Eurozone inflation climbs more than forecast in Aug before ECB meeting
Unemployment holds steady at 9.1% in July
BRUSSELS/FRANKFURT, Aug 31, (RTRS): Euro zone inflation rose more than expected in August, official data showed on Thursday, just as the European Central Bank prepares to debate whether to tighten policy after 2-1/2 years of unprecedented stimulus.
Inflation in the 19-country currency bloc, targeted by the ECB at just below 2 percent, accelerated to 1.5 percent in August from 1.3 percent, coming just ahead of expectations for 1.4 percent on the back of higher energy costs, Eurostat said on Thursday.
Underlying inflation, or prices excluding volatile food and energy costs, a figure closely watched by ECB policymakers, held steady at 1.3 percent, beating forecasts for 1.2 percent.
While the figures may strengthen the case of conservative policymakers, who are pushing for the ECB to wind down its asset-buying next year, the ECB is also now dealing with a strengthening euro, which pushes down prices.

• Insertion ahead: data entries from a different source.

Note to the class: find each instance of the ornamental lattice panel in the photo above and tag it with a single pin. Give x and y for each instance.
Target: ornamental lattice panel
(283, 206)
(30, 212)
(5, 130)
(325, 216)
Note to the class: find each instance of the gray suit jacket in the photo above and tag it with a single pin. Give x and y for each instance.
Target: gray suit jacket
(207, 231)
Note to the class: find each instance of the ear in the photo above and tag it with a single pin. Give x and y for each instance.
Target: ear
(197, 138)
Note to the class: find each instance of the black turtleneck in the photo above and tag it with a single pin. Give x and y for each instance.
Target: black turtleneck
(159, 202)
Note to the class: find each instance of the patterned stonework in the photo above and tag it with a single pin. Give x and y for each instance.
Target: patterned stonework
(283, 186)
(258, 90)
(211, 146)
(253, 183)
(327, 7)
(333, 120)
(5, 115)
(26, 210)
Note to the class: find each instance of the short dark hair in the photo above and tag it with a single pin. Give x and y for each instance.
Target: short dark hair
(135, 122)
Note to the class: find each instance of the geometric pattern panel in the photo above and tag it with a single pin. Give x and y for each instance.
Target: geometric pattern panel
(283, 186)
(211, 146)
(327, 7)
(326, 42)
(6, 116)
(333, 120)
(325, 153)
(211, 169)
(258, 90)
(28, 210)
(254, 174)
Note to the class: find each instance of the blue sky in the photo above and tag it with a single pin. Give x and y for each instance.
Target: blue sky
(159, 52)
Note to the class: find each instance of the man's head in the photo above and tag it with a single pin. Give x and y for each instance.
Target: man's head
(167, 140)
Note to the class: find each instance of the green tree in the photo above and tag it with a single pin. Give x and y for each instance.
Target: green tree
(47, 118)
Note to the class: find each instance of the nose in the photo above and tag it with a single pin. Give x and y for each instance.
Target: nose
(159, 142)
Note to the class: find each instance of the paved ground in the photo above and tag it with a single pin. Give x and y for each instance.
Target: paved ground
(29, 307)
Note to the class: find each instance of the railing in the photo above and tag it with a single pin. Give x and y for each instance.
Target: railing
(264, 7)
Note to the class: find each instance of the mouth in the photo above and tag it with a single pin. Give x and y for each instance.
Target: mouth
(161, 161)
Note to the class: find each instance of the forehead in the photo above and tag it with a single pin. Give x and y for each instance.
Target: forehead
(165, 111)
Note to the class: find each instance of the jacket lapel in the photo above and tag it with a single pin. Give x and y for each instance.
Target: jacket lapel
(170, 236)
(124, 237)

Launched 2-1/2 years ago when the threat of deflation appeared real and imminent, the ECB’s 2.3 trillion euro bond purchase scheme is due to expire at the end of the year, and policymakers promised to decide this “autumn” whether to extend the purchases or wind them down.
The euro zone economy is now growing for the 17th straight quarter, but wage growth is still paltry and sizable slack in the labour market suggests that wage inflation, a vital ingredient for overall inflation, may be sometime away, an argument for some policymakers to continue with stimulus.
Indeed, unemployment held steady at 9.1 percent in July, Eurostat said separately, with France, Spain and Italy all above the euro zone average.
ECB policymakers will next meet on Sept 7 and while few specific decision are expected, ECB President Mario Draghi could start laying the ground for the bank’s next move for when they meet on Oct 26.
A complication is the euro’s 13 percent rise against the dollar this year, which could dampen inflation by reducing the cost of exports, and may slow growth by making euro zone export more expensive.
Tightening policy would also make the euro more attractive.
Indeed, policymakers already expressed concern about the euro’s appreciation when they met in July, the minutes of that meeting showed, warning about the dangers of an “overshooting” currency.